If you enter our office (EMDI), you will just open mouth and wonder what is wrong with this country. They bought the machines but are not using them. Some even got spoilt due to lack of use.
“We have gear cutter, machines that can cut head pan, spade and other metal tools and there four fatical mini machines that can make block engine for vehicles. We only need to put the moulds and they produce block engines themselves,” he said.
The source also revealed that there are machines that can also make bullet proof, iron melter, pattern maker and road engineers did come to the EMDI for training.
As regards manpower, the source revealed to The Hope that only few personnel work in the foundry section and this makes their productivity very low because they could not do beyond their capacity and they would get tired quickly due to the heat in the factory.
He said this made the company lose certain contracts, especially when they were to produce 6,000 brake pads for the railway corporation.

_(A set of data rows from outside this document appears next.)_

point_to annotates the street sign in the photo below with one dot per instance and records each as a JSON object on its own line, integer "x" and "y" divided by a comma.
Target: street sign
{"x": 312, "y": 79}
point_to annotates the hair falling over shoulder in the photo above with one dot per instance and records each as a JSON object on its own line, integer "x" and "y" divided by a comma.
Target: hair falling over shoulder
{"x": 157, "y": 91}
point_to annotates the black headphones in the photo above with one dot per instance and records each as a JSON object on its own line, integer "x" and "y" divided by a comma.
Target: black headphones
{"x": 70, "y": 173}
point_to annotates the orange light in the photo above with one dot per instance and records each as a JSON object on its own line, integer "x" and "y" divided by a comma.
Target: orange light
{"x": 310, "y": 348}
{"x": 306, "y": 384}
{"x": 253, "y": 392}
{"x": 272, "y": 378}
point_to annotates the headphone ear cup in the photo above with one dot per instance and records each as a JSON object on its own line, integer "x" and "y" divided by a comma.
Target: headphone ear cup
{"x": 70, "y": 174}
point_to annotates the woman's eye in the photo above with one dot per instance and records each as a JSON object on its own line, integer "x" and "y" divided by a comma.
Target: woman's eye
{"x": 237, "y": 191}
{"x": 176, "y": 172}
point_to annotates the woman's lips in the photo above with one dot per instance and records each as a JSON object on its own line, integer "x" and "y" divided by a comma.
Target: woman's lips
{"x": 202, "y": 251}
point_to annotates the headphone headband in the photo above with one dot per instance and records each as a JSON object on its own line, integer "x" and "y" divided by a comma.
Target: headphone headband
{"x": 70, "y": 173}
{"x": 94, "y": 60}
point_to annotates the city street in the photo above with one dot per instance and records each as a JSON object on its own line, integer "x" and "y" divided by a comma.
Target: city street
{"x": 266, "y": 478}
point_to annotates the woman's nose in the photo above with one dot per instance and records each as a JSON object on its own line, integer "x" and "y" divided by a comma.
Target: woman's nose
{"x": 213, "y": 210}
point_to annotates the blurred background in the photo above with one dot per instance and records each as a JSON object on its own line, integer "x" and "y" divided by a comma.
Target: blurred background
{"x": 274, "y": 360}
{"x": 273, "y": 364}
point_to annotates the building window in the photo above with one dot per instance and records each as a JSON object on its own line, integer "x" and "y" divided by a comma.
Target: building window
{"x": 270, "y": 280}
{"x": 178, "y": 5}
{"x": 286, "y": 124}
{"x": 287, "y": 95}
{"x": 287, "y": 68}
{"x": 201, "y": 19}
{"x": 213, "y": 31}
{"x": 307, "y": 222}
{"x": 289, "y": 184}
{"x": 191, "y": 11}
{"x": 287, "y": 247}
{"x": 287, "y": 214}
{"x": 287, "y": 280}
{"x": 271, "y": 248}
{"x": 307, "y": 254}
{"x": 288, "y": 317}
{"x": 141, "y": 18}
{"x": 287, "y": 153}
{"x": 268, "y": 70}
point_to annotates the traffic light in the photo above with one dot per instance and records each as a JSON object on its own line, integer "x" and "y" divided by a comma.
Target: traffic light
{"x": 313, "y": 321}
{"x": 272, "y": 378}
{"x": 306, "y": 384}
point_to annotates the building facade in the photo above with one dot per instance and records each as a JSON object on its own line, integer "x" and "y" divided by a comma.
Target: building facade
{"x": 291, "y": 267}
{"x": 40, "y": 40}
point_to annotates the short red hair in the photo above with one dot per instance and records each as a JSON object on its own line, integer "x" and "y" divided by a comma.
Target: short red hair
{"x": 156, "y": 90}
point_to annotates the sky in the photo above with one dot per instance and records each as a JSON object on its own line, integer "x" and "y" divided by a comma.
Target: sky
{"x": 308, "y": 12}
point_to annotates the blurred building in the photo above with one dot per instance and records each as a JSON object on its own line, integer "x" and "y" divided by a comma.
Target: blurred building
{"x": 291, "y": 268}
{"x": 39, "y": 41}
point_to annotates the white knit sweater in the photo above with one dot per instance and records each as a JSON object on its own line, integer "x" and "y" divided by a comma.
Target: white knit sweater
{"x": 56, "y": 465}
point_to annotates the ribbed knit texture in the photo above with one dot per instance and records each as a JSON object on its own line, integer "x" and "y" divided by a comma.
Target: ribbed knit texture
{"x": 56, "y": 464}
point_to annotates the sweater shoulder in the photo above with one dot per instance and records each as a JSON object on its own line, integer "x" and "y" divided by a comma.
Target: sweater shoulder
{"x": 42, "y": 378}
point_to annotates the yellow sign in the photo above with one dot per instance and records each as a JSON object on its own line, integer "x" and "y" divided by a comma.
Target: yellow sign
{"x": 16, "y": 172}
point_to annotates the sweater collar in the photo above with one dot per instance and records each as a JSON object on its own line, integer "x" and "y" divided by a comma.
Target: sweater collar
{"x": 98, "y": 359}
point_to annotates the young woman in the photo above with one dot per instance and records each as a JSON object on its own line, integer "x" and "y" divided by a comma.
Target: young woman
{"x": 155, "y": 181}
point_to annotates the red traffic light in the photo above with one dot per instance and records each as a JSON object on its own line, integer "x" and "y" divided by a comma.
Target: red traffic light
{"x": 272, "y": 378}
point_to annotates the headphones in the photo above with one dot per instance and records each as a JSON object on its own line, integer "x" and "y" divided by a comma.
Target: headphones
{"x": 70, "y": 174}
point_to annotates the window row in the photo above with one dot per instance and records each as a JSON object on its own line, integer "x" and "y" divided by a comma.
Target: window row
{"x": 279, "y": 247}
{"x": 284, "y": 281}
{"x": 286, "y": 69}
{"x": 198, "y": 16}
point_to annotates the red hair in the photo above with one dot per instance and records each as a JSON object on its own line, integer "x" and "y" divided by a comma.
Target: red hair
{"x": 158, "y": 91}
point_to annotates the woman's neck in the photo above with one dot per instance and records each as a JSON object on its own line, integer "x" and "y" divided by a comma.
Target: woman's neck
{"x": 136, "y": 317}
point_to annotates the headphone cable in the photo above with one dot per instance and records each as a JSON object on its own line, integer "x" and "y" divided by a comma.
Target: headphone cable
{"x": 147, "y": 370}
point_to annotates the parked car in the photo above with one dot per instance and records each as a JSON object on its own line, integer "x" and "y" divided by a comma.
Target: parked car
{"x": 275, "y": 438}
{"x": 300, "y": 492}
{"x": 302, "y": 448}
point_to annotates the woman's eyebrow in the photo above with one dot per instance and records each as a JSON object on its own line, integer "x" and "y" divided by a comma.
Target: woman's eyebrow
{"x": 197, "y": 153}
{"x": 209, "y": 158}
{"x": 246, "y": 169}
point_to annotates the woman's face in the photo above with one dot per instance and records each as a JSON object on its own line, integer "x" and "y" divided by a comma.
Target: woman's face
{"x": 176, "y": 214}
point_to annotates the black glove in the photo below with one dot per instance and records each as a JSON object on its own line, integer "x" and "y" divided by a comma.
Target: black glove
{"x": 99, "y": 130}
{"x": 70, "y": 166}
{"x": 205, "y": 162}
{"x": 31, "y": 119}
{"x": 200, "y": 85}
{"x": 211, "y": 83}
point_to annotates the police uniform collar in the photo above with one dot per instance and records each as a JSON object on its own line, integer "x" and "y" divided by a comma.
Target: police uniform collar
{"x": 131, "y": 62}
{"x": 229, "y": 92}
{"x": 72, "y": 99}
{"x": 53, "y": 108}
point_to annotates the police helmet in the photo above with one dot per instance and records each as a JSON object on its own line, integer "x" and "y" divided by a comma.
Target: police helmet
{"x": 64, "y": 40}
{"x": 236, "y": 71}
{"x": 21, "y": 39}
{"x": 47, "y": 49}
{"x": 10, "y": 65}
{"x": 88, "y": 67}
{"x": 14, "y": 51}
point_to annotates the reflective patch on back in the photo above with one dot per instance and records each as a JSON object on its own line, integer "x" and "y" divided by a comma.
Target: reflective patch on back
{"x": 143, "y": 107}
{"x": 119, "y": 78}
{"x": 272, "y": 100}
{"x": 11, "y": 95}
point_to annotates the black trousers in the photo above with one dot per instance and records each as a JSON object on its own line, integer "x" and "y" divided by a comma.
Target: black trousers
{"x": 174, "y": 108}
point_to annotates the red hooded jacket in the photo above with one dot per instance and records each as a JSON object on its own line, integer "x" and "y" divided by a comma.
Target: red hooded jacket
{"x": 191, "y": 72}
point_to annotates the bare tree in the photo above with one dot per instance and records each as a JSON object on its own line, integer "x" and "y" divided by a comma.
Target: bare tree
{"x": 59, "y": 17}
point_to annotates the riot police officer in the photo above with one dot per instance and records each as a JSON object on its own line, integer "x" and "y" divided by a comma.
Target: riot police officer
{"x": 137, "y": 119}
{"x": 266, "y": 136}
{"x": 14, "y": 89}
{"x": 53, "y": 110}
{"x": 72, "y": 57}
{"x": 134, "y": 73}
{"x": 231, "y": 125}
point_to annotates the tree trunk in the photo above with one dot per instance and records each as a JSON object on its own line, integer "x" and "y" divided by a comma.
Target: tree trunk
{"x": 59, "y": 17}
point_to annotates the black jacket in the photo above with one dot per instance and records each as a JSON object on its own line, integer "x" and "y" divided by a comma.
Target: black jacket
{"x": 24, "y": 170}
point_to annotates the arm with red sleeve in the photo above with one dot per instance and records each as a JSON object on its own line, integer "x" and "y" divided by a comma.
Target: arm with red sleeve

“There was a time we got a contract from the Nigerian Railway Corporation that we should produce 6,000 brake pads for trains. We produced a sample and gave them and they liked it. They then requested we produced 6, 000 pieces for them. That was the last time we went there.
When asked why, he said, the staff in the foundry, if you want to over use them, they cannot produce more than 1,000 pieces in a month. If they produce 1,000 in a month, some of them may break down because of the head there and the stress.
The Hope gathered that despite the efforts of the former Directors- General of the institutes in Nigeria to ensure they are adequately developed and functional, those in the helms of affairs had frustrated the efforts.
It was also gathered that cases of corruption allegations were leveled against some top officers of the institute, part of which contributed to the unfortunate state of the institute.